What made this gripping, though, was the hint of family drama underlying several of the cases, sadly unexcavated. There was Simon Bunce, whose credit-card details were used to download child pornography from a site in the US. When Simon mentioned to his father that he was under suspicion, his father cut him off and told the rest of his family, who also cut him off. Fortunately, Mr Bunce was able to prove that the details were being used from an address in Jakarta, on a day when he was in south-west London. The voice-over announced that he is now reunited with his family, as though that solved everything. I wondered what was going on in that family that they were so ready to assume Simon was guilty. Then there was the case of Linda Cowan, whose sister Elaine used her name to buy a new house, even showing off photos to Linda, and landed her with £250,000 of debt. Linda was filmed prowling outside the house – "She doesn't deserve a house like this. She's not worked hard enough to achieve something like this. She doesn't fit in here... She wears leggings" – and then grinning broadly outside the court as she learnt that Elaine had been sent down for 15 months. Hard to know where one's sympathies lie on this one. Are leggings really such a crime?

There was a family drama going on in The Human Spider, too, which Mark Soldinger gamely tried to dissect, without much success. Every time he asked Alain Robert's wife or children if they were scared of him falling, they acted as if this was a supremely stupid and insensitive question. Possibly they had a point. Alain's life is devoted to "urban free- solo"' climbing, which is to say scaling tall buildings without any kind of rope, harness or other safety device.
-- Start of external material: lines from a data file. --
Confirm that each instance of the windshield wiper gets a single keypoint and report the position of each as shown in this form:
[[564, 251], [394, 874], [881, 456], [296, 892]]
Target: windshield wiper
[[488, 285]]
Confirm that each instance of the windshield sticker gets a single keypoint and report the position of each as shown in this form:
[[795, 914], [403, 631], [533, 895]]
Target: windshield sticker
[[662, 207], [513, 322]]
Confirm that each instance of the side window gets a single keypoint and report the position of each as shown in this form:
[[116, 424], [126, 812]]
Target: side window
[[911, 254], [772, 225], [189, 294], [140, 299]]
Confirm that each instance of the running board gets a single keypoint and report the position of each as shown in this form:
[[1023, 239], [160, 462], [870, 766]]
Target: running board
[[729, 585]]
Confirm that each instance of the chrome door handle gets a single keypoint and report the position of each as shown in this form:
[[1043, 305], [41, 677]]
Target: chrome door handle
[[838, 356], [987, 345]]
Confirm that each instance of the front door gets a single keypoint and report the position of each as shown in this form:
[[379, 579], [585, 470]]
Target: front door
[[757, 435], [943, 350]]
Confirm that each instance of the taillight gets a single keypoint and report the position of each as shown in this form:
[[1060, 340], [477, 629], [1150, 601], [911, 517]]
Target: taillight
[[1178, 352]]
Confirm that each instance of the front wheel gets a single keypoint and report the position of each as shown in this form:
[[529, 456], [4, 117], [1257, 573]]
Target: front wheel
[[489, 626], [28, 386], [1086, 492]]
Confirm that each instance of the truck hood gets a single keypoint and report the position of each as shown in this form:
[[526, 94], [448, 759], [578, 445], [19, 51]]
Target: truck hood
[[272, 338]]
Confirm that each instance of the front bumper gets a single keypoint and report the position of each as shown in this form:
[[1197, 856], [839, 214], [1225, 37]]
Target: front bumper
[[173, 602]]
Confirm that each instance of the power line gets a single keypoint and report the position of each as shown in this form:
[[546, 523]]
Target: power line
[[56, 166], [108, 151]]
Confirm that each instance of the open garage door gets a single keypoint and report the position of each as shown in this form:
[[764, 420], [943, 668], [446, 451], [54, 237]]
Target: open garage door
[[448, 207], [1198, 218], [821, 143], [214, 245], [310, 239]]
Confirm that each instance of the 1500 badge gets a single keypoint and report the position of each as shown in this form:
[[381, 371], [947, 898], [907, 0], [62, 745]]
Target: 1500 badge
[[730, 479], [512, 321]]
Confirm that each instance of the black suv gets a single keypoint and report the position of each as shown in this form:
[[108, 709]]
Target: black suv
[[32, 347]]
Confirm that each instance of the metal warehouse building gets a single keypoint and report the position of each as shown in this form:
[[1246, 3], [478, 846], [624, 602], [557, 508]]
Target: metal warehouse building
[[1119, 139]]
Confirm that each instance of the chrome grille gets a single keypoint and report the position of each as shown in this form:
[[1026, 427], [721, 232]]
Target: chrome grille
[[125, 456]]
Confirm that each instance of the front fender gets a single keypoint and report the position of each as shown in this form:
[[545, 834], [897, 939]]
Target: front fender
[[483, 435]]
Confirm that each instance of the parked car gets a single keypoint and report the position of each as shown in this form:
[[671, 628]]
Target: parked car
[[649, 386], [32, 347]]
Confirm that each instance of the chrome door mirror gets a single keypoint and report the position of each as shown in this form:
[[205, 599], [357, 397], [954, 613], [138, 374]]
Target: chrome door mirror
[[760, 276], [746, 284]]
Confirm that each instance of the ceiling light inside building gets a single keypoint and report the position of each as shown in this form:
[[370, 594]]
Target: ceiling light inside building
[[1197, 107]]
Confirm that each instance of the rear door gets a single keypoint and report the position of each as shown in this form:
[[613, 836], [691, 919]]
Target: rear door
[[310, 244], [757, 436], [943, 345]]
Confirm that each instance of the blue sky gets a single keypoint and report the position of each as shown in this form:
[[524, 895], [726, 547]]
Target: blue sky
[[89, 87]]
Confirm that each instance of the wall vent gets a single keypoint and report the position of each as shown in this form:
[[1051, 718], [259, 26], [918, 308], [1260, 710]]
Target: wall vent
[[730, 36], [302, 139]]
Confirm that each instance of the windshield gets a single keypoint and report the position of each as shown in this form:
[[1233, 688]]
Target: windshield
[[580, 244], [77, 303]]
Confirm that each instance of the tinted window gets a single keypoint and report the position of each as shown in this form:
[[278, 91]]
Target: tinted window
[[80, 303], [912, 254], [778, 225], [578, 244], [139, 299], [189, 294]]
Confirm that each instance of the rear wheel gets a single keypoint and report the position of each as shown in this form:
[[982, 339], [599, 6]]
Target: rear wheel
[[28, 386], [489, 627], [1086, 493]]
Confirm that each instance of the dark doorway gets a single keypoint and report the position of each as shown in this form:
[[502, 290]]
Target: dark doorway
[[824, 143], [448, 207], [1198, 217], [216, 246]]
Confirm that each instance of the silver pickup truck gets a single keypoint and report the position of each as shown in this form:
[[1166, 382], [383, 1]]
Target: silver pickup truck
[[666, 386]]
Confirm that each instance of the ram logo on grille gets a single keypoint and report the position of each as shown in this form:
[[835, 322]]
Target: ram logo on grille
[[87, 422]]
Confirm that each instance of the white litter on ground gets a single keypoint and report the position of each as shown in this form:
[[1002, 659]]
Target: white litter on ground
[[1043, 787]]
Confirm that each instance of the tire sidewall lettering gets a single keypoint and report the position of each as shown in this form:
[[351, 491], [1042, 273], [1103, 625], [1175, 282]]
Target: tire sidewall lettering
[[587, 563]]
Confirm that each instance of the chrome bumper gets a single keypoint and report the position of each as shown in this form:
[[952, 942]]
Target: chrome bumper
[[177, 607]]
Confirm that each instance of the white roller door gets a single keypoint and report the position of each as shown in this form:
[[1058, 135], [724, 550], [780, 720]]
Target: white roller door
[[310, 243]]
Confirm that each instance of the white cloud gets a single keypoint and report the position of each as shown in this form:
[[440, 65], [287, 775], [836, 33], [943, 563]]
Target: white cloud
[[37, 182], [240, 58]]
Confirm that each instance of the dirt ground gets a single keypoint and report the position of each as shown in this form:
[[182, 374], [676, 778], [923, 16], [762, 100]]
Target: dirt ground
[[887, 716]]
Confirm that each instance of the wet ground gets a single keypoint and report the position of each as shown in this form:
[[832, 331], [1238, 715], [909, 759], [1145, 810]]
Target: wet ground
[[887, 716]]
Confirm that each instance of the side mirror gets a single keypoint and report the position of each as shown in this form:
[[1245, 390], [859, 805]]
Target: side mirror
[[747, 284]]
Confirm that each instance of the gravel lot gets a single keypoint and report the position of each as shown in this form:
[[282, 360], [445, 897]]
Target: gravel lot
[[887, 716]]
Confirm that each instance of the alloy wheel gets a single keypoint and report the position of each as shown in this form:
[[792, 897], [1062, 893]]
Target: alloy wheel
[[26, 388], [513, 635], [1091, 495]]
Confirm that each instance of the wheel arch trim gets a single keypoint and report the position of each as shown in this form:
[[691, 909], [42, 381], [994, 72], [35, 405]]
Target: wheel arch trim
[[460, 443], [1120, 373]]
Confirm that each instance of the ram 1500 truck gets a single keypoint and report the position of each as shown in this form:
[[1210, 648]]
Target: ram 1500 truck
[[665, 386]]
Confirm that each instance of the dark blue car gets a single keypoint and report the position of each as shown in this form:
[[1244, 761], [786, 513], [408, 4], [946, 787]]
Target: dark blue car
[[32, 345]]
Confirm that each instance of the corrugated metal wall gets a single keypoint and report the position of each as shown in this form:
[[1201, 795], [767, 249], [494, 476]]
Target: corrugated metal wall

Among the buildings he has climbed are the Taipei 101 tower in Taiwan, the Petronas Twin Towers in Kuala Lumpur, and the Sears Tower in Chicago, three of the tallest buildings in the world. Most of his climbs are unauthorised and illegal, and law-enforcement agencies have been particularly unsympathetic to anybody carrying out stunts on high buildings since 9/11.
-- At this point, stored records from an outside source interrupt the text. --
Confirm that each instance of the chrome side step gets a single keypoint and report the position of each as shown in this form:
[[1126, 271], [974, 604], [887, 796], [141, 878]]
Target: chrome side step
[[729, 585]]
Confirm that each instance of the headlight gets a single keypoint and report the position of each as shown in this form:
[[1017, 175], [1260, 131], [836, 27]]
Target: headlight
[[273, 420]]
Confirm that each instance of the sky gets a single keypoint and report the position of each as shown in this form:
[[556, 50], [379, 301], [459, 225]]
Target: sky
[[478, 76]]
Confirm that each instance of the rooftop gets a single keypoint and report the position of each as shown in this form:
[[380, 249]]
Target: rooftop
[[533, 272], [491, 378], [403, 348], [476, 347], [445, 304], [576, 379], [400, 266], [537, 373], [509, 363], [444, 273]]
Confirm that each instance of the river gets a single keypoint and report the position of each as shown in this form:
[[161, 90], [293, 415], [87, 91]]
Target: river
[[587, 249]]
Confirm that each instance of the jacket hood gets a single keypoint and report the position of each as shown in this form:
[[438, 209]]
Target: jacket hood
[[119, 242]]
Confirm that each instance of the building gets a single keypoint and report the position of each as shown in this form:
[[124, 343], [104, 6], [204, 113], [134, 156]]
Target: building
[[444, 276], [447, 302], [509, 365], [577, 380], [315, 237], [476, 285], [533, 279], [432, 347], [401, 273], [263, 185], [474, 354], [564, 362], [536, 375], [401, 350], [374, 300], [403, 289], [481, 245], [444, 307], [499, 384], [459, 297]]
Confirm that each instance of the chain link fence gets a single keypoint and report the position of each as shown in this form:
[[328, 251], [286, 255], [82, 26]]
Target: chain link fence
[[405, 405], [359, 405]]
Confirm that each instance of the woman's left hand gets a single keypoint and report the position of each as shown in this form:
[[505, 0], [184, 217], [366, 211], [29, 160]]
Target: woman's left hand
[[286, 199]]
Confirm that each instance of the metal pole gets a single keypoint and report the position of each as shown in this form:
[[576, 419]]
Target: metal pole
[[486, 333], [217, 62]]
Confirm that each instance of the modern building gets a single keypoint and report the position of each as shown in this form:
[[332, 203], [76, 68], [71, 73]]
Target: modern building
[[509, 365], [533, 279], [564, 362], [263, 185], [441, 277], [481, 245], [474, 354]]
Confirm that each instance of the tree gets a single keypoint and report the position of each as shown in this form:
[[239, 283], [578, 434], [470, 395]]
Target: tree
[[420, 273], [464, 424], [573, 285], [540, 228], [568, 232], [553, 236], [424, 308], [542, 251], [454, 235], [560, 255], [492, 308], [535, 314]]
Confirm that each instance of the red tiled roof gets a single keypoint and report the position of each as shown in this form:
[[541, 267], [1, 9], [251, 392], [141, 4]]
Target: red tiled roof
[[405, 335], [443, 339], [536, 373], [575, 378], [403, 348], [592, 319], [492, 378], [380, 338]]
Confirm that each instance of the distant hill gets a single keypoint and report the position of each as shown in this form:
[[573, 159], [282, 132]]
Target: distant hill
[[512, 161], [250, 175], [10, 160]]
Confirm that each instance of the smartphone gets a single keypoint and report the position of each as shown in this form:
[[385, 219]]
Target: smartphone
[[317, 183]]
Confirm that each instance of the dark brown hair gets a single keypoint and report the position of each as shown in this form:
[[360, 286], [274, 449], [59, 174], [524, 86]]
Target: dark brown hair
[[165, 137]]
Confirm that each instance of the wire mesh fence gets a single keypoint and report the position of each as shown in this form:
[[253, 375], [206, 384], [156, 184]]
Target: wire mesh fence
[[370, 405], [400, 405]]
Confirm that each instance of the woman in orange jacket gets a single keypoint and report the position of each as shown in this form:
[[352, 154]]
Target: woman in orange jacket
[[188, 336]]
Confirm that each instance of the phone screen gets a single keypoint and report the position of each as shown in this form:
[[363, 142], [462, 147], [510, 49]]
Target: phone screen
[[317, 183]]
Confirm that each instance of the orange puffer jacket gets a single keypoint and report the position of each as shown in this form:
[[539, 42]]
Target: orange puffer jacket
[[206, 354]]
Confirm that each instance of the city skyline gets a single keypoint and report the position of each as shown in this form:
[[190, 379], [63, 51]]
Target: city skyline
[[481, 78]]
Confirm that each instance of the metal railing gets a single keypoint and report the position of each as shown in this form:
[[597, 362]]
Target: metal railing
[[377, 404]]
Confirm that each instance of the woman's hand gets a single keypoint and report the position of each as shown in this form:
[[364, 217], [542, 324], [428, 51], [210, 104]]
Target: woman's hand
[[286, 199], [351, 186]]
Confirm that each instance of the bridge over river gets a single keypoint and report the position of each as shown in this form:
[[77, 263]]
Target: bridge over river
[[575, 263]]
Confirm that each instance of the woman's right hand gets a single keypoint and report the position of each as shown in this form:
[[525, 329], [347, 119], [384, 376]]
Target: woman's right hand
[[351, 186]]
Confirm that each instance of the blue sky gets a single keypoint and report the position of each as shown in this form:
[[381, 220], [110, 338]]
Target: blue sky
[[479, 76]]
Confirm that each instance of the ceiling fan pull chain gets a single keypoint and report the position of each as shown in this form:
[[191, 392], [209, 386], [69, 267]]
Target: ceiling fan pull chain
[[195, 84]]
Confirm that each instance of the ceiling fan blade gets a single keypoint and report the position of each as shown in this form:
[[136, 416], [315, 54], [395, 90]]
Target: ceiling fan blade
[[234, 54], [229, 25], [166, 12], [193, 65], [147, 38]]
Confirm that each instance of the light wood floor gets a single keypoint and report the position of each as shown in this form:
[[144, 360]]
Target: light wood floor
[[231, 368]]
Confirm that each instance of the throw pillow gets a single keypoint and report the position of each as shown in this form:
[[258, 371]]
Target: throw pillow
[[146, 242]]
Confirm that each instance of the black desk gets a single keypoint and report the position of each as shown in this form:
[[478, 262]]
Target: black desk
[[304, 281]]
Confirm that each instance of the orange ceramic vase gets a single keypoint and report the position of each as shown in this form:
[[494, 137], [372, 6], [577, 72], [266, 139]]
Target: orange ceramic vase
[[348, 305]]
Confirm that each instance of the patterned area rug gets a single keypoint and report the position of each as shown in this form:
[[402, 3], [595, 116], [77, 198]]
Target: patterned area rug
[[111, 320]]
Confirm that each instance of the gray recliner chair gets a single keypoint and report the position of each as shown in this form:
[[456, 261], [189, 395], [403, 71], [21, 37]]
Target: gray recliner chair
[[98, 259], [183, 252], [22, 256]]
Soldinger's cameras followed him on several climbing expeditions, the most perilous being to Shanghai, dangerous partly because the Chinese authorities aren't known for their sense of humour, and partly because Alain had run out of the drug that controls his epilepsy, from which he has suffered ever since a particularly nasty fall in 1982. In his hotel room before the climb, he met up with a contact, Mr Lu, who it was hoped had been able to obtain the drug. "Do you have the prescription?" Alain asked. Mr Lu looked puzzled. Alain repeated the question. "I'm Mr Lu?" Mr Lu hazarded.
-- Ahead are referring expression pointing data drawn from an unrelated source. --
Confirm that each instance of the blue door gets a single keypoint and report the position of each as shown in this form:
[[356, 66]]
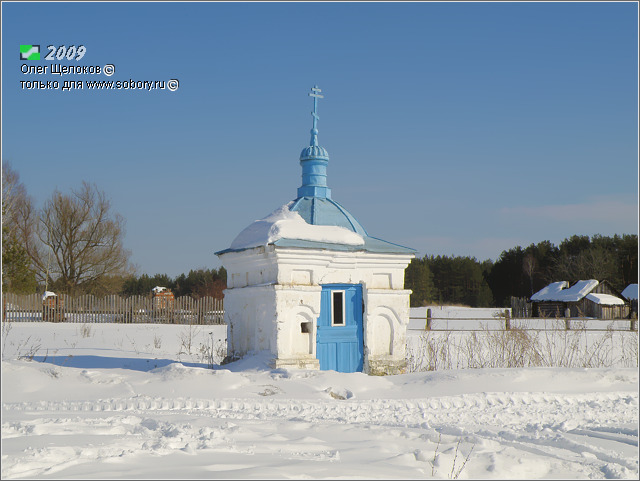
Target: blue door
[[339, 339]]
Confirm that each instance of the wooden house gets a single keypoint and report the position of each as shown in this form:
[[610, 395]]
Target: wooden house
[[584, 298], [52, 307], [163, 298]]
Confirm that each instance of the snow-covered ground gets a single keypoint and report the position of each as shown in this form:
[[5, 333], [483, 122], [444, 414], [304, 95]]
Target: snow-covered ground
[[141, 401]]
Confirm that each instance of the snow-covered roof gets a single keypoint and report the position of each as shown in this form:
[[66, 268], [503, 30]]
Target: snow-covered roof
[[311, 223], [551, 290], [605, 299], [286, 224], [631, 291], [560, 292]]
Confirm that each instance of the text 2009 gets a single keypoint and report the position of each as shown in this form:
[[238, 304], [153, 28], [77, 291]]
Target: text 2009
[[62, 52]]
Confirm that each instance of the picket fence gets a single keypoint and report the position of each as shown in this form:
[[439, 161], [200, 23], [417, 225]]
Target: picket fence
[[134, 309]]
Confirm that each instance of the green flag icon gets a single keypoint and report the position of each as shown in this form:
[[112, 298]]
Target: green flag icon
[[29, 52]]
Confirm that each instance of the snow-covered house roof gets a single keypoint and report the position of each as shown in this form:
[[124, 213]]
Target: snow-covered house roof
[[631, 292], [561, 292], [605, 299], [48, 294]]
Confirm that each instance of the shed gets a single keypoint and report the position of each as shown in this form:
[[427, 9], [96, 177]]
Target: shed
[[584, 298], [52, 307], [308, 284], [163, 298]]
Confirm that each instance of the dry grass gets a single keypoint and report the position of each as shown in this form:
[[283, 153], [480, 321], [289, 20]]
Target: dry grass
[[520, 347]]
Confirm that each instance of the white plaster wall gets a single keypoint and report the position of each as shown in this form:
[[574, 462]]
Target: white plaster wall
[[297, 305], [273, 290], [385, 324], [249, 313]]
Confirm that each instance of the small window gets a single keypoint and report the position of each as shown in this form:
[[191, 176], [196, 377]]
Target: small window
[[337, 308]]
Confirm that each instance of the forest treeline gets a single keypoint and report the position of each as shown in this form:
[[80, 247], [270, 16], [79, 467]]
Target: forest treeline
[[74, 244], [198, 283], [520, 272]]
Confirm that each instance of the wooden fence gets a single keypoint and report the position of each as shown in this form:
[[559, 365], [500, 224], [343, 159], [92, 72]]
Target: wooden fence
[[135, 309], [504, 321]]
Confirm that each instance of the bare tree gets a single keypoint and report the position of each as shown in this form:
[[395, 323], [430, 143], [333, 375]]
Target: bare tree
[[529, 265], [78, 240], [17, 270]]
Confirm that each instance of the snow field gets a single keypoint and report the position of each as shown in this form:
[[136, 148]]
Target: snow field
[[133, 401]]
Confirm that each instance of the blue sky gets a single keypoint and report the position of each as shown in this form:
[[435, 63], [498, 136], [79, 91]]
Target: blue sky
[[452, 128]]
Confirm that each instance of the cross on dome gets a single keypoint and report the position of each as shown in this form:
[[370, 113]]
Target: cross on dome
[[315, 93]]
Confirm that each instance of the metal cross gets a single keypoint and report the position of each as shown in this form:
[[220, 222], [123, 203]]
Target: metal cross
[[315, 93]]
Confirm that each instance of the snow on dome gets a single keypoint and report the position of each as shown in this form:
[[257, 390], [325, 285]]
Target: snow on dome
[[558, 291], [282, 223], [605, 299], [631, 291]]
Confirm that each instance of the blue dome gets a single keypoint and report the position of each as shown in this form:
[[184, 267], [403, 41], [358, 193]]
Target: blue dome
[[324, 211], [314, 152]]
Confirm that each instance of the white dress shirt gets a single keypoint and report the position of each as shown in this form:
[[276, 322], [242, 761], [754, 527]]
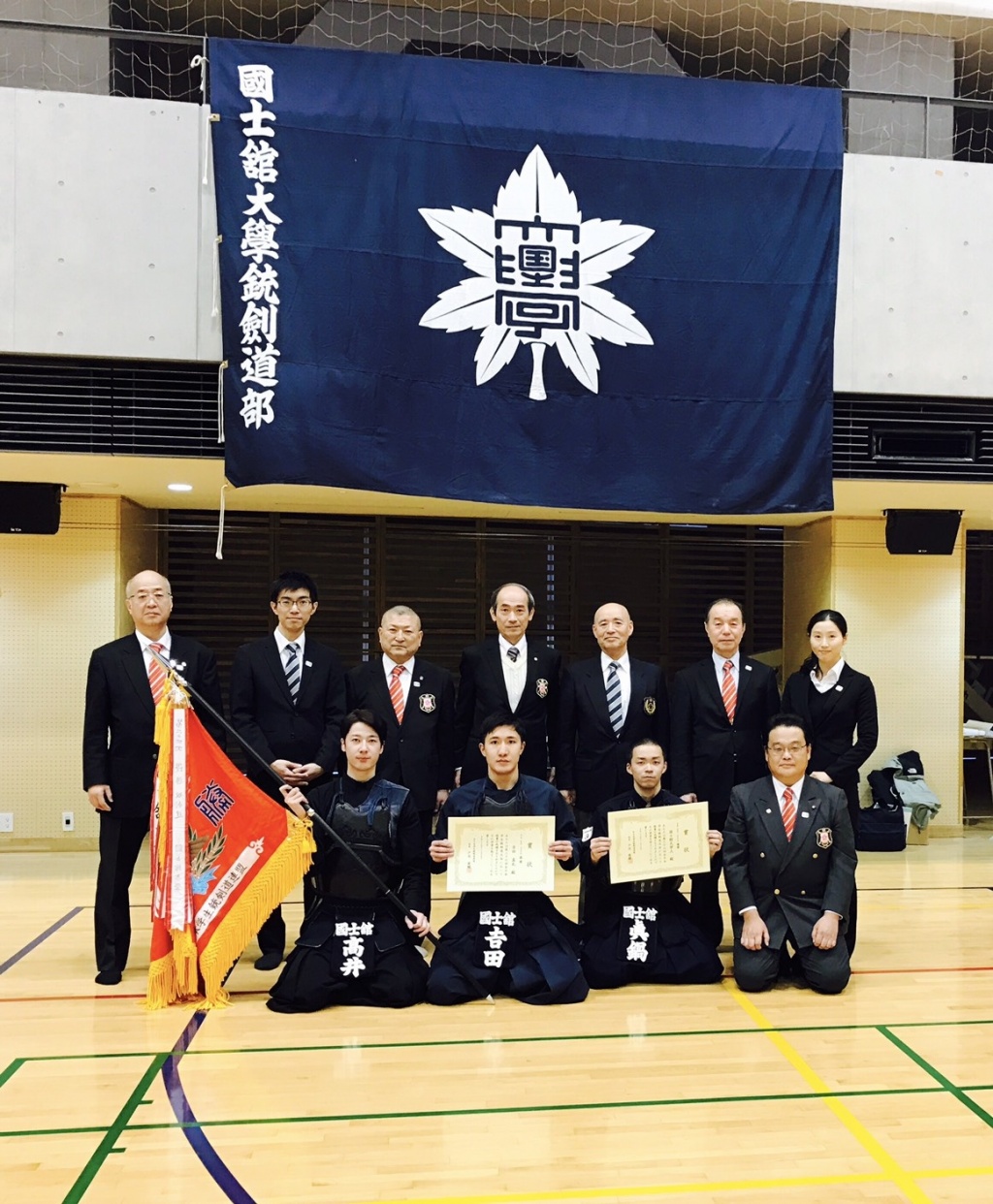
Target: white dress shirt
[[624, 676], [281, 643], [165, 640], [515, 672], [829, 681], [719, 663], [405, 678]]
Unfortunately, what Alain does is both breathtaking and extremely dull to watch, and so the filming was oddly similar to ID Fraud: too much music, lots of editing to give an impression of rapid movements. Soldinger did try to delve into the roots of Alain's obsession, but he didn't get much further than the information that he had been scared of heights as a child, which didn't explain a lot. More salient is the fact that Alain is French, like all those parkour people, who leap about from building to building, and like Philippe Petit, the man who tightrope-walked between the World Trade Center towers. I'm not saying it's an explanation, but it's certainly food for thought.